BOOM Analytics: Exploring Data-Centric, Declarative Programming for the Cloud (2010)

Summary. Programming distributed systems is hard. Really hard. This paper conjectures that data-centric programming done with declarative programming languages can lead to simpler distributed systems that are more correct with less code. To support this conjecture, the authors implement an HDFS and Hadoop clone in Overlog, dubbed BOOM-FS and BOOM-MR respectively, using orders of magnitude fewer lines of code that the original implementations. They also extend BOOM-FS with increased availability, scalability, and monitoring.

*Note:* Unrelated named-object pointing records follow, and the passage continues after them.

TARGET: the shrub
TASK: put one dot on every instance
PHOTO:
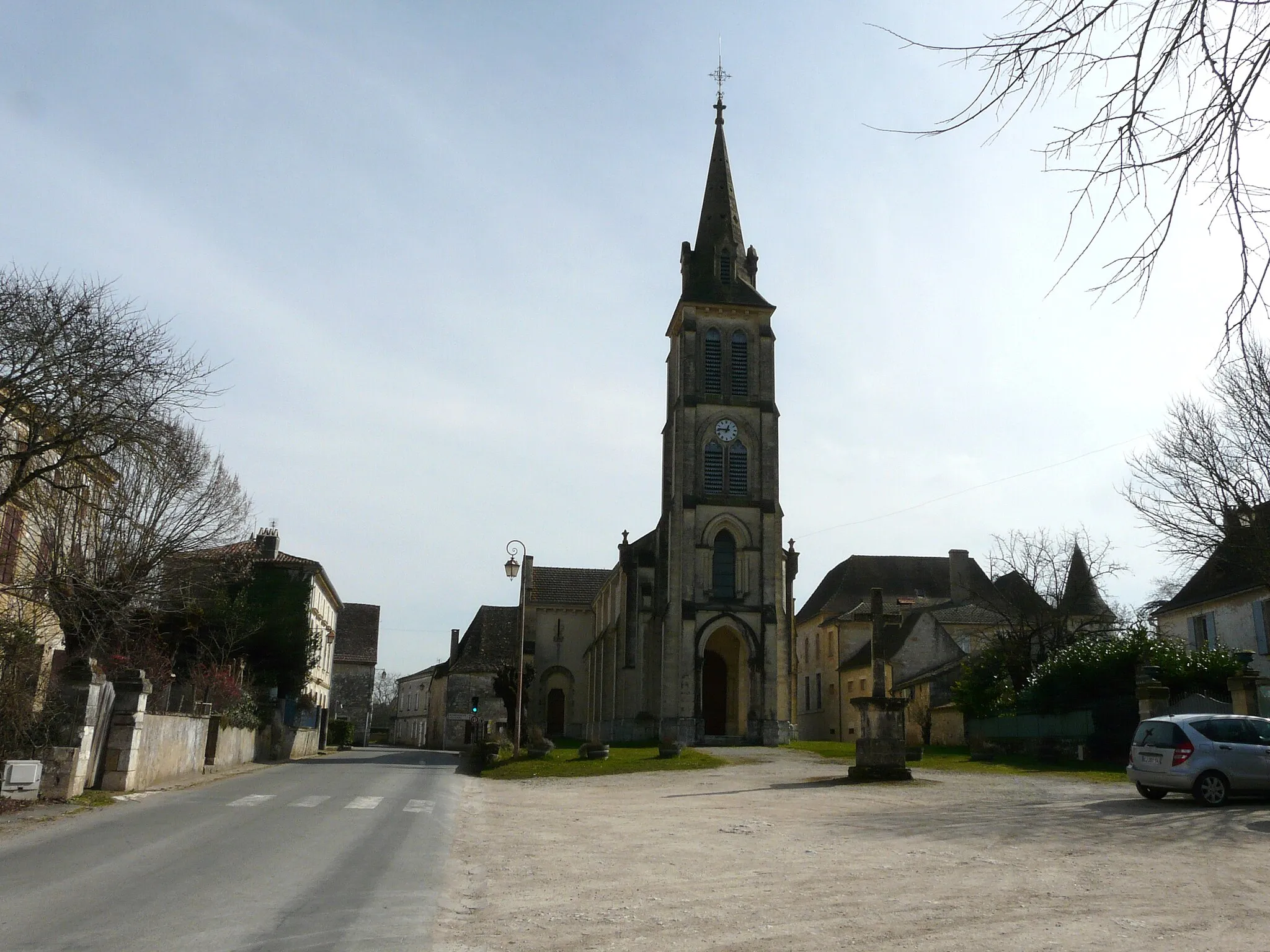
(1091, 672)
(340, 731)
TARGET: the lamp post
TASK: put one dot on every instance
(512, 568)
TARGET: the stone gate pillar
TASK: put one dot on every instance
(122, 748)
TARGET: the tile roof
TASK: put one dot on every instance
(567, 587)
(1222, 574)
(491, 641)
(357, 633)
(850, 582)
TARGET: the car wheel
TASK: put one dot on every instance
(1212, 790)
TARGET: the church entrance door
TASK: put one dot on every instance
(714, 694)
(556, 712)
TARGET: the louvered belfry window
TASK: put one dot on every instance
(739, 363)
(714, 362)
(738, 470)
(724, 575)
(714, 469)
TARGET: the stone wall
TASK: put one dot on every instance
(299, 742)
(172, 747)
(351, 695)
(239, 746)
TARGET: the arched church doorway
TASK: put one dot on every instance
(556, 712)
(714, 694)
(726, 684)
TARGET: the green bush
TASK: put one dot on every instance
(985, 689)
(340, 731)
(1090, 672)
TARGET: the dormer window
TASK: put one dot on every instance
(714, 362)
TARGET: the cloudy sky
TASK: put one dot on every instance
(436, 247)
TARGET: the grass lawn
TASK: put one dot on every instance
(959, 759)
(623, 758)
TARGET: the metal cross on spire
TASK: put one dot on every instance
(719, 75)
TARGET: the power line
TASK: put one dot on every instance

An HDFS cluster consists of NameNodes responsible for metadata management and DataNodes responsible for data management. BOOM-FS reimplements the metadata protocol in Overlog; the data protocol is implemented in Java. The implementation models the entire system state (e.g. files, file paths, heartbeats, etc.) as data in a unified way by storing them as collections. The Overlog implementation of the NameNode then operates on and updates these collections. Some of the data (e.g. file paths) are actually views that can be optionally materialized and incrementally maintained. After reaching (almost) feature parity with HDFS, the authors increased the availability of the NameNode by using Paxos to introduce a hot standby replicas. They also partition the NameNode metadata to increase scalability and use metaprogramming to implement monitoring.

BOOM-MR plugs in to the existing Hadoop code but reimplements two MapReduce scheduling algorithms: Hadoop's first-come first-server algorithm, and Zaharia's LATE policy.

BOOM Analytics was implemented in order of magnitude fewer lines of code thanks to the data-centric approach and the declarative programming language. The implementation is also almost as fast as the systems they copy.